Lower levels of B. cereus were detected on food samples apart from the quinoa and sweet potato, which appear to be consistent with cross-contamination during the latter stages of food handling, according to Public Health. 

WDGPH’s assessment of food handling of the quinoa revealed that it spent too much time in the “temperature danger zone” between 4 and 60°C, which is associated with bacteria growth.

The sweet potato also spent extended periods of time in the high-risk temperature zone, in addition to not being washed prior to being cut. This likely resulted in surface contamination, such as bacteria being introduced into the flesh of the sweet potato, increasing the likelihood of bacterial growth later in the food preparation process, according to WDGPH. 

Public Health is developing specific recommendations to prevent similar outbreaks to this from occurring.

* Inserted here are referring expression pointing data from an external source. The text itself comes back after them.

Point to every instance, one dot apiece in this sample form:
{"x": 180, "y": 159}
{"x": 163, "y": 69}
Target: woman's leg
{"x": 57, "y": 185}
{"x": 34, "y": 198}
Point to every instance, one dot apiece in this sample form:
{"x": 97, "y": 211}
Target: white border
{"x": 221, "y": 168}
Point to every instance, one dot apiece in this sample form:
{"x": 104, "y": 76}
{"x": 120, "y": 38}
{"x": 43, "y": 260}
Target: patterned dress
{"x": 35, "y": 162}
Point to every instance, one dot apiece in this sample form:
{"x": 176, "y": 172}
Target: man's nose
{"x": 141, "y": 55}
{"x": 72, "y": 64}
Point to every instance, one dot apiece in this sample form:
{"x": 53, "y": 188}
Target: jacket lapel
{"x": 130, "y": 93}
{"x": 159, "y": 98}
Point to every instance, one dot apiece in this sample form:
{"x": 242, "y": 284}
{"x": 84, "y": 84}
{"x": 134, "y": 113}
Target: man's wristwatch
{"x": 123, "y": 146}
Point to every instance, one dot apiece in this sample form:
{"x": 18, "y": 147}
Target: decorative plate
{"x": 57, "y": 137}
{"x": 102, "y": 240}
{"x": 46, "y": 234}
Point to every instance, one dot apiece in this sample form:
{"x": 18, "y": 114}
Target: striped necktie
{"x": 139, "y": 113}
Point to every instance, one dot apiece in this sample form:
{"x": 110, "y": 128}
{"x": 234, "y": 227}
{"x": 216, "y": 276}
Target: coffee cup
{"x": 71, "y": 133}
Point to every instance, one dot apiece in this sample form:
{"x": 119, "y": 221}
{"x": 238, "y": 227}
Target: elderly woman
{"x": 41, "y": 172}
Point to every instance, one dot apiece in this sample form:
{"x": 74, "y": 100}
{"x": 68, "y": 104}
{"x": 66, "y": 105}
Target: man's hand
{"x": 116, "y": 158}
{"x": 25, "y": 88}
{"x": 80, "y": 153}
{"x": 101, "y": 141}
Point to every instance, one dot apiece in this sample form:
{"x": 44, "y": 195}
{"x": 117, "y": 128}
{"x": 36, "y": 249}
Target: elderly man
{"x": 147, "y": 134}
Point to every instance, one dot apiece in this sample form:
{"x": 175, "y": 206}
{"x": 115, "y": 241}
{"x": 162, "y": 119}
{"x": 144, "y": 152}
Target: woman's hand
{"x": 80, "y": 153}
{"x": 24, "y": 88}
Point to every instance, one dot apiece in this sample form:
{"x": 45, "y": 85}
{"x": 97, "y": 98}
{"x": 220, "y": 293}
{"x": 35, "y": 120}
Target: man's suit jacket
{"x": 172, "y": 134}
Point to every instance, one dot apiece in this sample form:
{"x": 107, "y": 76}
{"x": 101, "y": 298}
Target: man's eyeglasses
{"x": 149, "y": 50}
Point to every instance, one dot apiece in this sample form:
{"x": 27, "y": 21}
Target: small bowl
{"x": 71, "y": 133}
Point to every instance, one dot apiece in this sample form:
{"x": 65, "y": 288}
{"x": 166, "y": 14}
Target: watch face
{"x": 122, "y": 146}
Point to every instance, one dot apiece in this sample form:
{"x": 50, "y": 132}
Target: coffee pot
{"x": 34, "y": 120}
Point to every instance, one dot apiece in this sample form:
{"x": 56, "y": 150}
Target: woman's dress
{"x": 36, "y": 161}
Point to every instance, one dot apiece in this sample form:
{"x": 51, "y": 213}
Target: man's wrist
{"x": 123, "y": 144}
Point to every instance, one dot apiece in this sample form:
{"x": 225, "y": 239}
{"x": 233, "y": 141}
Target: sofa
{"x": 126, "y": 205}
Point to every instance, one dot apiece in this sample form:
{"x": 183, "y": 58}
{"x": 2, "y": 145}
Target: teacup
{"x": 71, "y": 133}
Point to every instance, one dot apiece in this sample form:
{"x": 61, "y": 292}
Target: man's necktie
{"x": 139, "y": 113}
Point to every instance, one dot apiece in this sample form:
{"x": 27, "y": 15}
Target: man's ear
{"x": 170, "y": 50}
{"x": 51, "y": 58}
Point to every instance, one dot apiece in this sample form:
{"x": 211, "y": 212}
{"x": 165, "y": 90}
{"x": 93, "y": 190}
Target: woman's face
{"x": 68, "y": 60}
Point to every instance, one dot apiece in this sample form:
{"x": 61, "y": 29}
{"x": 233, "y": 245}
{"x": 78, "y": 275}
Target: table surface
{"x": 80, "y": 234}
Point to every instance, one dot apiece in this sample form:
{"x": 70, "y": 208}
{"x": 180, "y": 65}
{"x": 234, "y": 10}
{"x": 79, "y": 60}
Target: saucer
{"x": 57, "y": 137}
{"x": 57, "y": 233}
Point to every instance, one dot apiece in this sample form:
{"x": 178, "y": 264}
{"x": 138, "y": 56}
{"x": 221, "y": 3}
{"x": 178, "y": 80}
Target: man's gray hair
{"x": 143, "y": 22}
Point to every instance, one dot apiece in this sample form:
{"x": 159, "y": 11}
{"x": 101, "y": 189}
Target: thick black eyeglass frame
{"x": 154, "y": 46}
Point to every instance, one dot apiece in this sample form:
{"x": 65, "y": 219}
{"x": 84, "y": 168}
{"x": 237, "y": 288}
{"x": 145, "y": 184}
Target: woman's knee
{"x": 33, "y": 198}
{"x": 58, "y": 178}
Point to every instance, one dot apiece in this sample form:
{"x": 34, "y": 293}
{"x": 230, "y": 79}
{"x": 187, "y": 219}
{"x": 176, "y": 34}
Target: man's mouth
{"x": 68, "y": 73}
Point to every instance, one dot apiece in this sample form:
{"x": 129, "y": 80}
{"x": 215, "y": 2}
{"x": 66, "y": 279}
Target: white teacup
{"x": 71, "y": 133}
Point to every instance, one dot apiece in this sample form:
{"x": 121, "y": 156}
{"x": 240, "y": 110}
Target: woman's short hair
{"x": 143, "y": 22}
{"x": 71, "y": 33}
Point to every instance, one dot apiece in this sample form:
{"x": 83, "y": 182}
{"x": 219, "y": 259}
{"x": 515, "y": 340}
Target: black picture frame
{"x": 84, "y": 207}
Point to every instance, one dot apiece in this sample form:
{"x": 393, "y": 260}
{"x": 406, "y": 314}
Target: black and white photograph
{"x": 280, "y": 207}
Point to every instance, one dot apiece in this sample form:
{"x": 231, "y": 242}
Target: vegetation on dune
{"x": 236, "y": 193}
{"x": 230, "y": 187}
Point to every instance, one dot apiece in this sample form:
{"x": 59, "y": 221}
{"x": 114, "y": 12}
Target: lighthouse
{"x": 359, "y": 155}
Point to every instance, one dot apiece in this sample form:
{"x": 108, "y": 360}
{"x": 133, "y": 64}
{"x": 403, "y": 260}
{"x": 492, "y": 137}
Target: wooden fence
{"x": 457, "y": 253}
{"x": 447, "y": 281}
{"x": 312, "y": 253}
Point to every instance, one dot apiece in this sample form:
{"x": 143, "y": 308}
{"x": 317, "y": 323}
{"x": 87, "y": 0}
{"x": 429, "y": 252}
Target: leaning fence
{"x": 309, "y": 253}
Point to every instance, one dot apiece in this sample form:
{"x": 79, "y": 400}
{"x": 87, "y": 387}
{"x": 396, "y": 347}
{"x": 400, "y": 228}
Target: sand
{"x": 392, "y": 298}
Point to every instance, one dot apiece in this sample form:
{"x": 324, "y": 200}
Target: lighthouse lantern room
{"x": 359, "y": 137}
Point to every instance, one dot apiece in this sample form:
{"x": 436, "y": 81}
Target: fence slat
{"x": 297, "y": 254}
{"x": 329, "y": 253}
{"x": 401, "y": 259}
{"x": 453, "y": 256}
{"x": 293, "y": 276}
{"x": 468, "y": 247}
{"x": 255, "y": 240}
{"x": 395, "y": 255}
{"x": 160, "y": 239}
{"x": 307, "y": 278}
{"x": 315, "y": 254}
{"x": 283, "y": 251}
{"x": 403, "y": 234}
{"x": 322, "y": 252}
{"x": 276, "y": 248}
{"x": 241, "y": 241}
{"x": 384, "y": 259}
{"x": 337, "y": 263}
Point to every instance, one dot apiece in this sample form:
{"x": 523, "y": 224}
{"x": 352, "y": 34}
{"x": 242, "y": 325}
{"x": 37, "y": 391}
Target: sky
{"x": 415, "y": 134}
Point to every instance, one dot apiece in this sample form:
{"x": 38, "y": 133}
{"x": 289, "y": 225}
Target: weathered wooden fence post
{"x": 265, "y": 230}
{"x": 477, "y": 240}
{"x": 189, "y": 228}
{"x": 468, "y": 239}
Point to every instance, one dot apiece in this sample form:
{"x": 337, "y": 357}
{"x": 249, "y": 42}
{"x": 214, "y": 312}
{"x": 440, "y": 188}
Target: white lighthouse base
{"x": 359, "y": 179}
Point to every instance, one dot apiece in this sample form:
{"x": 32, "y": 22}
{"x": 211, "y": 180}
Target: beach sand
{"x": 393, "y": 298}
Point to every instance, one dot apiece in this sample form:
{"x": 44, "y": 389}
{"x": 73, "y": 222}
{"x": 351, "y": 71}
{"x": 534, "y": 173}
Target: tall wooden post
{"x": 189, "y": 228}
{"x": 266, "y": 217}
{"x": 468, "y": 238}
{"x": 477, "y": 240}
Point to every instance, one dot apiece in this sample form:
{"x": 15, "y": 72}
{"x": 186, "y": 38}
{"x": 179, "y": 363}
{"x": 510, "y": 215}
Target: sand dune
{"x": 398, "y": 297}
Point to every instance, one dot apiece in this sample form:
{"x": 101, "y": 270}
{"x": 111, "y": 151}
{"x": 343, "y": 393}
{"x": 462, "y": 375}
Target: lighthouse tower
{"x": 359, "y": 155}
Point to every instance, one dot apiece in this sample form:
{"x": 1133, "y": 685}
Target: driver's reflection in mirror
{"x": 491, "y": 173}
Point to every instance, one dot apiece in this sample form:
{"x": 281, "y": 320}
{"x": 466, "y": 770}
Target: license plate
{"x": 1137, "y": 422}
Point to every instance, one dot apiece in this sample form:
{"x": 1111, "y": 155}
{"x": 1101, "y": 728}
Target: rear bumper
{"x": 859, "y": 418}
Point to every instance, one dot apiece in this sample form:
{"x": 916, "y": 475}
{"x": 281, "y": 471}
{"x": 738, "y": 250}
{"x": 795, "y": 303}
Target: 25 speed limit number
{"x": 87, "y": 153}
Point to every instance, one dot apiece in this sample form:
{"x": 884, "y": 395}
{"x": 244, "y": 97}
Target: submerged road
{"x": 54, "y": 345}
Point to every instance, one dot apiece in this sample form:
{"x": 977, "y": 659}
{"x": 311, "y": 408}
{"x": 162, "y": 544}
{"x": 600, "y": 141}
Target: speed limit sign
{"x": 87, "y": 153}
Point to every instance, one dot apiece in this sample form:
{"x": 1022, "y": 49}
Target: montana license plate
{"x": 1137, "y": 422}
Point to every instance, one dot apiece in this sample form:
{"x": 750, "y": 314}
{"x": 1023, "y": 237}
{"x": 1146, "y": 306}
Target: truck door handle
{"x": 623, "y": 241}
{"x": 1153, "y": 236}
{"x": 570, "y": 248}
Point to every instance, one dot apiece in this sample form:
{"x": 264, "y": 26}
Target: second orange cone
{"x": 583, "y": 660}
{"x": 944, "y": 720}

“Recommendations will focus on the elevated risks associated with mass catering (preparing and serving food for large groups at the same time). Mass catering requires specific skill sets, knowledge, processes and equipment in order to adequately manage the risks and challenges associated with preparing and serving food to large groups of people,” WDGPH’s report states. “These recommendations will be operator practice-based (for example, practices related to chilling or portioning / serving at mass catering events) but will also be system-based (for example, public health communication and training strategies with respect to food safety at mass catering events).”